Pourquoi s’intéresser aux boîtes ? Ce que j’ignore peut-il servir ? Un avatar digitalisé équivaut-il à sa source ? Pourquoi le projectionniste ne vient-il pas parler aux spectateurs ? Les archives sont-ils des temples ? Que savoir pour mieux voir ? Marginalia évoque ces questions en quelques apologues tirés de l’expérience du chercheur.

 

Marginalia (à la recherche d’un centre), 11 p., PDF

1. Fondée en 1947, sur la base d’une activité de collection menée dès 1935 par Mario Ferrari (1910-1938), Alberto Lattuada (1914-2005) et Luigi Comencini (1916-2007), auquel s’associera son frère Gianni Comencini (1921-2005), la Cineteca italiana, membre de la Fédération internationale des archives du film (FIAF) dès 1948, célébrait en mars de cette année septante ans d’activité.
Parmi les événements liés à cette circonstance durant toute l’année 2017, retenons l’intégration de la bibliothèque de cinéma du critique Morando Morandini (1924-2015) – quelques milliers de titres - à celle de la Cineteca, et un colloque intitulé The Future Behind Cinema. Images in the Age of Immaterial, dont la réunion avait été confiée à Paolo Cherchi Usai (George Eastman House, Moving Image Dept.).
Ce dernier avait été l’auteur des réflexions sur l’état des cinémathèques parues en ouverture de l’ouvrage réuni par Franco Casetti en 2005, La Cineteca italiana. Una storia milanese (Il Castoro, Milan), où on lira un historique de l’institution établi par Luisa Comencini.
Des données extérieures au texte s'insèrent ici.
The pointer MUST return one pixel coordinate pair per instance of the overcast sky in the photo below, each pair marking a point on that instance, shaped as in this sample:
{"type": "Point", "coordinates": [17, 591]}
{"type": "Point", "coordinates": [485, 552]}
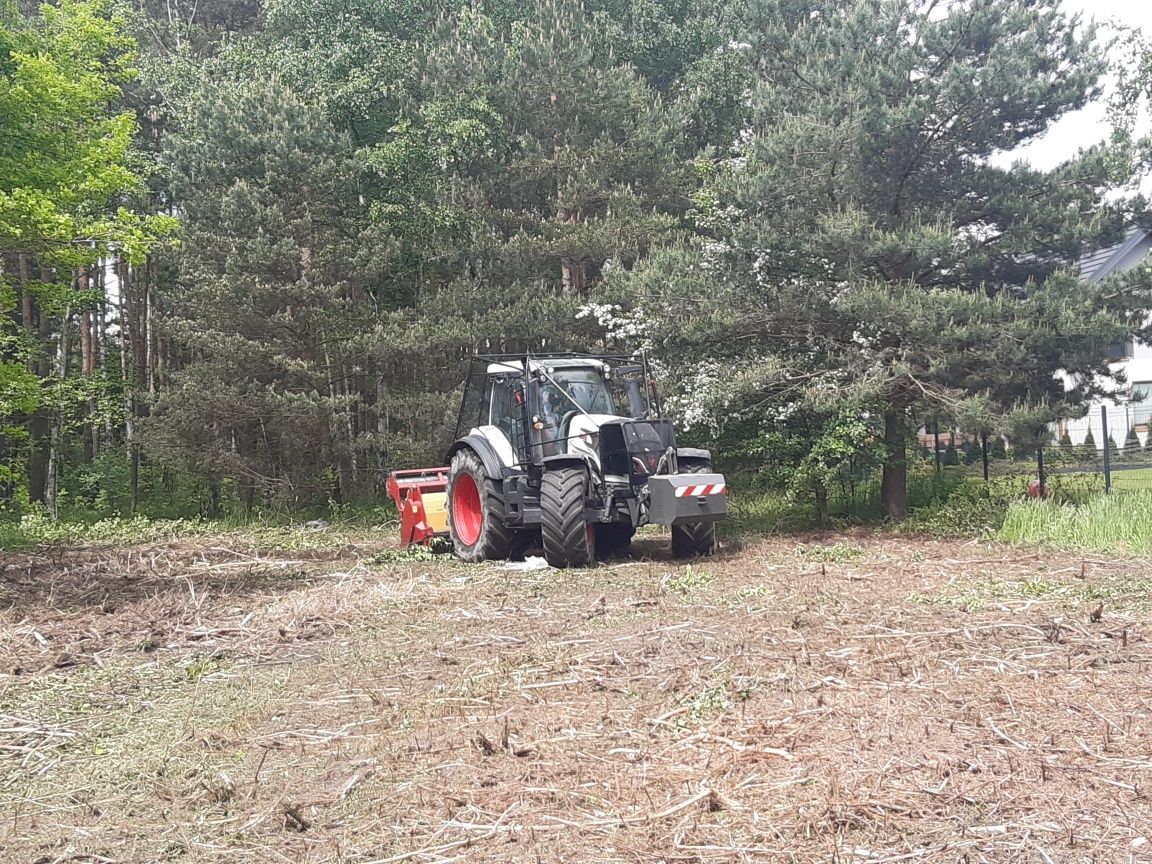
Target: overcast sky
{"type": "Point", "coordinates": [1086, 127]}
2. Luigi Comencini et Peter Bächlin, l’un des fondateurs des Archives suisses du film en 1943, étaient en relation avant la guerre déjà, alors que ce dernier s’occupait du ciné-club bâlois Le Bon Film. En septembre 1945, avec Luciano Emmer, Lattuada et Comencini participèrent au congrès Cinéma d’aujourd’hui, à Bâle. Quelques mois auparavant, probablement à l’occasion d’une invitation de journalistes français en Suisse, Henri Langlois y avait rencontré les deux hommes pour préparer la candidature de leur institution dans la Fédération internationale des archives du film, comme nous l’apprennent les archives de la FIAF (merci à Christophe Dupin, secrétaire général). La Cinémathèque suisse, qui prit à Lausanne le relais des Archives bâloise en 1948-49, et la Cineteca italiana poursuivirent ces liens dès les années de leur création.
Ce petit rappel pour signaler ici une circonstance contemporaine particulièrement exceptionnelle.
En 2006, la Cinémathèque suisse dupliquait Der letzte Postillon vom St. Gotthard réalisé en 1941 par Helmut Heuberger, pour apprendre quelque temps plus tard que la Cineteca italiana conservait le négatif d’un film intitulé Il vetturale del San Gottardo. Ce titre s’avéra ne pas cacher la simple traduction de la réalisation suisse, mais l’adaptation italienne contemporaine du scénario de Heuberger, que la maison de production zurichoise, Heimat-Film, avait apparemment tenté de co-produire sans effet!
Les deux institutions collaborèrent à la restauration de la version italienne en 2010-2011. Au moment où nous écrivons, les deux films sont accessibles sur l’internet, le premier à l’adresse www.youtube.com/watch, le second, tourné pour les extérieurs dans les Abruzzes en 1942 par la Venus Film I.N.A.C. de Rome, réalisé effectivement par Hans Hinrich, mais signé par Ivo Illuminati pour raison de correction raciale, en allant à cette adresse.

3. Du 22 au 24 mars 2017, pour le colloque mentionné plus haut, la Cineteca italiana, dirigée aujourd’hui par Matteo Pavesi, avait réuni à la Manifattura Tabacchi, viale Fulvio Testi 121, un auditoire fait en grande partie d’étudiants en histoire de l’art et en arts du spectacle. Aussi notre communication s’adressa en particulier à ce public, qui découvrait à cette occasion quelques aspects du travail des archives et certains de leurs enjeux aussi bien institutionnels que méthodologiques.
Les petits apologues dont est fait Marginalia (à la recherche d’un centre) reposent sur notre pratique de chercheur et sur notre expérience d’enseignement dans le cadre de l’option Archives proposé depuis 2006 en master cinéma par l’Université de Lausanne, où nous avons donné jusqu’en 2017 un module intitulé “Du dépôt à l’écran. Restitution du spectacle cinématographique”.